Os interesses em jogo são muito grandes. Nos próximos dez anos, projeta-se uma crescente demanda de produtos brasileiros. A política comercial tornou-se um instrumento da política climática. A proteção do meio ambiente tornou-se questão de competitividade internacional. A ausência de diretrizes objetivas sobre o tema é vista como afetando o cumprimento dos compromissos assumidos pelo Brasil, comprometendo seu papel protagônico exercido globalmente, mas também passa a impressão de retrocessos nos esforços de redução de emissões de gases de efeito estufa, nas necessárias ações de fiscalização e no não cumprimento da Política Nacional sobre Mudança do Clima. Alguns países europeus ameaçam não ratificar o acordo comercial com o Mercosul. O mundo está observando nossas ações que terão o poder de salvar ou destruir a maior floresta tropical do planeta, como ressaltou a influente e insuspeita The Economist em sua principal matéria no início de agosto.
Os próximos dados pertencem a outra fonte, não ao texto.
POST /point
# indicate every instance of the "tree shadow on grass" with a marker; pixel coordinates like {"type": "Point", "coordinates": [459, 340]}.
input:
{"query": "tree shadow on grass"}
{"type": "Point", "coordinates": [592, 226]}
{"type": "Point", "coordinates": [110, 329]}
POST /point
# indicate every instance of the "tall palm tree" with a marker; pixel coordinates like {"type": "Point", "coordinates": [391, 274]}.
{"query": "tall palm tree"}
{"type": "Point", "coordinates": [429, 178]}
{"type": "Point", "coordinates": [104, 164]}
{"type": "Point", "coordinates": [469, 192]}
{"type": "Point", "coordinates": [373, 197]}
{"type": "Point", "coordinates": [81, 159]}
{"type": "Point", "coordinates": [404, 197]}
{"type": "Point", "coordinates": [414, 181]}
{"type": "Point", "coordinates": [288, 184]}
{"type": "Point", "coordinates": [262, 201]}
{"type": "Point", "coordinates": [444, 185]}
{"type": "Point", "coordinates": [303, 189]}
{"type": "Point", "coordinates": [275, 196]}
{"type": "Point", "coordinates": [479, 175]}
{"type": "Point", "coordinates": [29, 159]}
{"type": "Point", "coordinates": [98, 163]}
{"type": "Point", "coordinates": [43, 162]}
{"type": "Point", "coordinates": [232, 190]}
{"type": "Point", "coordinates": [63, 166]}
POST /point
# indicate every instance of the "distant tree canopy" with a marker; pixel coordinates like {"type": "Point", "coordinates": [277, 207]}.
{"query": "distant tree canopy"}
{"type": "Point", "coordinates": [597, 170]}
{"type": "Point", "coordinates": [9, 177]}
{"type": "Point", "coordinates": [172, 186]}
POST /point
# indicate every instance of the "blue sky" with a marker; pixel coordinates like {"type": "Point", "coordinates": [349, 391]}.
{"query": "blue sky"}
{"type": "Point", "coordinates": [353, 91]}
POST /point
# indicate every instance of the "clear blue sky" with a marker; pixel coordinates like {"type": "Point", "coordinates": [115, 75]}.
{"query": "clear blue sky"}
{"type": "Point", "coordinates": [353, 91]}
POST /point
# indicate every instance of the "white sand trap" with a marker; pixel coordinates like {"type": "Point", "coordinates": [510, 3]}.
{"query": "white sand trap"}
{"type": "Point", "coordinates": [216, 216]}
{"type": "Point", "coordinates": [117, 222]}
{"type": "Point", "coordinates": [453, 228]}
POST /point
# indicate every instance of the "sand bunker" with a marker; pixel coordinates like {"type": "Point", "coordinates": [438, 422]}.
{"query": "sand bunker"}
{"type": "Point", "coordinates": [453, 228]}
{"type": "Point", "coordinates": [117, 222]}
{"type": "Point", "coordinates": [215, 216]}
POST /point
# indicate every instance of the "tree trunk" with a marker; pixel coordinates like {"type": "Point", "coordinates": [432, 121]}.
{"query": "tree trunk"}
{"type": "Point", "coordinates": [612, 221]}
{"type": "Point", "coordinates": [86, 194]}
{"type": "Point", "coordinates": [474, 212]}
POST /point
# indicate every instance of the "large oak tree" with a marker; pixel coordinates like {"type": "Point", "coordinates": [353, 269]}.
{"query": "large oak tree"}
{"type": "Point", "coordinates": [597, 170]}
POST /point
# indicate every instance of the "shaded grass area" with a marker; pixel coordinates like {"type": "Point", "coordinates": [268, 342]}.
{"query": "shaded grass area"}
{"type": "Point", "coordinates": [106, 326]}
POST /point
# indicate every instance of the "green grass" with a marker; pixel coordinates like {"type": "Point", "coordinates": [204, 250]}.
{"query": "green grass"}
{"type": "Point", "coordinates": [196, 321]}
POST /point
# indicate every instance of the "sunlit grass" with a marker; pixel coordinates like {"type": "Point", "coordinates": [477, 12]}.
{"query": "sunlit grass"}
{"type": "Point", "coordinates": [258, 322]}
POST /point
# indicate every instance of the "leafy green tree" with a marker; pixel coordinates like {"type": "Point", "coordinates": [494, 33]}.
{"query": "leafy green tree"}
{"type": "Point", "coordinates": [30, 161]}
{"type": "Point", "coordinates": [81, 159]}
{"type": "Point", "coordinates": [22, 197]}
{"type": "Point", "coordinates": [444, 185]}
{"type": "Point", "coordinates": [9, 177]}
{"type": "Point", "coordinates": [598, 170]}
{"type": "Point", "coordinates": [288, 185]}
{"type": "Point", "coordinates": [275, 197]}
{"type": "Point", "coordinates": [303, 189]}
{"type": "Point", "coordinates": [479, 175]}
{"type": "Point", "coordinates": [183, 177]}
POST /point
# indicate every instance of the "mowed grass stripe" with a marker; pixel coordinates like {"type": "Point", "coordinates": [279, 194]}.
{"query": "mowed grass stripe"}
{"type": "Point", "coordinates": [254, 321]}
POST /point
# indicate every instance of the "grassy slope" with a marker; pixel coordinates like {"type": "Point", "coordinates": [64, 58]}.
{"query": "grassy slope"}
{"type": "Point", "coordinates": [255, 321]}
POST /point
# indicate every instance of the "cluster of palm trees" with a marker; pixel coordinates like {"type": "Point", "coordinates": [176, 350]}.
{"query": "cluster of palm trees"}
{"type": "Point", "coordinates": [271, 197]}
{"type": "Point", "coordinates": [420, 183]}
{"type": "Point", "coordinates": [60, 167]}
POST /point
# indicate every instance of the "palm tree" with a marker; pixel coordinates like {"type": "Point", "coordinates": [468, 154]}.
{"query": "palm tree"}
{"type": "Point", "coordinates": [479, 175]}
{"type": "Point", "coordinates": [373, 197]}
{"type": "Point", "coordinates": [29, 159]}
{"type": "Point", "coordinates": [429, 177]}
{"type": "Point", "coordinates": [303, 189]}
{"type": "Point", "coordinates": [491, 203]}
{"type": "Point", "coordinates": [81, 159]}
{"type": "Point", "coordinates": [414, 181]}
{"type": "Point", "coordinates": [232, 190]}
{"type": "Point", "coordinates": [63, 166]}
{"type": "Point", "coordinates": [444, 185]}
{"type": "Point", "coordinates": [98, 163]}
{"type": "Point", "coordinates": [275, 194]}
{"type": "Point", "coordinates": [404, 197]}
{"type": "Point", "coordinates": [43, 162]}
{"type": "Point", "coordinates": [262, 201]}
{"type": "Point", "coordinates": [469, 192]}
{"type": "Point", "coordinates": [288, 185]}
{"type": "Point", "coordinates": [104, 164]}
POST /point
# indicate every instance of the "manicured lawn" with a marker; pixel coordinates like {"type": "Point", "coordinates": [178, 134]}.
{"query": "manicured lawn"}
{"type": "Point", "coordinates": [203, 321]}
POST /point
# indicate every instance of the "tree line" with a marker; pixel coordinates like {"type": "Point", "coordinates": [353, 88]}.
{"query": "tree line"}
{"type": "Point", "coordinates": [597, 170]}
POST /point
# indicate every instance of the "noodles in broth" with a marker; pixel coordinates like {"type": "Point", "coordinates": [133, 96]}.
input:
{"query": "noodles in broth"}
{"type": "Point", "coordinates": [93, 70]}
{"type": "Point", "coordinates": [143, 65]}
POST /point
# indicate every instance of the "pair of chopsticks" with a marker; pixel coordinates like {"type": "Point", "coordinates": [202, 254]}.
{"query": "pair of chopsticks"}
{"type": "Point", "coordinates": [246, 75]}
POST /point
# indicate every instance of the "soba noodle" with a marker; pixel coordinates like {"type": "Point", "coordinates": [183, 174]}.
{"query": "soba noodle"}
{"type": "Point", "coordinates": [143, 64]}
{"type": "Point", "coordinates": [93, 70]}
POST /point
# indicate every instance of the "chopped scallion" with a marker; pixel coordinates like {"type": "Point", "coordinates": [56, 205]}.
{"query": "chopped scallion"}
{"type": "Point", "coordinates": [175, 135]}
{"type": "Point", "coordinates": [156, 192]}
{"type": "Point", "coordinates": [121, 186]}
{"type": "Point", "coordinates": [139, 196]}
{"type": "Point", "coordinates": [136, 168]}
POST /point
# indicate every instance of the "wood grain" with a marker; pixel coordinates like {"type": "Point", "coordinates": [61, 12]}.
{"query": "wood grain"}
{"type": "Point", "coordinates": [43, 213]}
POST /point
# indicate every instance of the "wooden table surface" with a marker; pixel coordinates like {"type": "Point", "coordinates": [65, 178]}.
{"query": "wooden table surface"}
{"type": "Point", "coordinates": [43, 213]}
A confrontação alimenta campanhas contra o País, estimuladas por motivações políticas e comerciais. Sob pressão dos acontecimentos, o governo declarou tolerância zero com as queimadas e prometeu medidas drásticas para conter os desmatamentos e o garimpo ilegais, com Ibama, ICMBio, Polícia Federal e Forças Armadas, e vai promover iniciativas para tentar mudar a imagem negativa no exterior, como tristemente exemplificada pelas manifestações contra embaixadas brasileiras em muitas capitais.
O Brasil deve abandonar a posição defensiva que passou a adotar. Se não por convicção arraigada, que seja por pragmatismo e realismo político, para a defesa de interesses comerciais concretos e para restabelecer a percepção externa sobre o Brasil. Não há como confrontar a tendência global de definir políticas de preservação do meio ambiente e de mudança do clima. Esse tema passará a interferir cada vez mais na estratégia de negócios. Urge a definição de uma estratégia que retire o Brasil do isolamento e, em especial, proteja o setor do agronegócio, que sofrerá as consequências caso o País descumpra os compromissos internacionais assumidos, inclusive no acordo recente com a União Europeia. Os interesses da agroindústria estão associados à preservação ambiental da Amazônia, parte essencial do exercício da soberania. Aguarda-se com expectativa o pronunciamento do presidente no tocante à questão ambiental na abertura da Assembleia-Geral das Nações Unidas, este mês.
Impõe-se o exame objetivo dos compromissos internacionais assumidos voluntariamente pelo Brasil e o grau de seu cumprimento pelo governo brasileiro. A divulgação dos resultados desapaixonados desse trabalho poderia ser utilizada pelo governo e pelo setor privado no que estou chamando de diplomacia ambiental. Essa ação esclarecerá o engajamento e as medidas concretas necessárias para defesa do interesse nacional e fazer o que foi feito na crise dos anos 70-80: uma política de transparência para esvaziar a campanha contra as políticas do atual governo.
O Brasil é certamente o país que mais tem a ganhar com o reforço dos padrões mundiais de exigência quanto à sustentabilidade. Nossa liderança nessa área nos poria à frente dos principais concorrentes não só para o comércio, mas também para a captação de investimentos.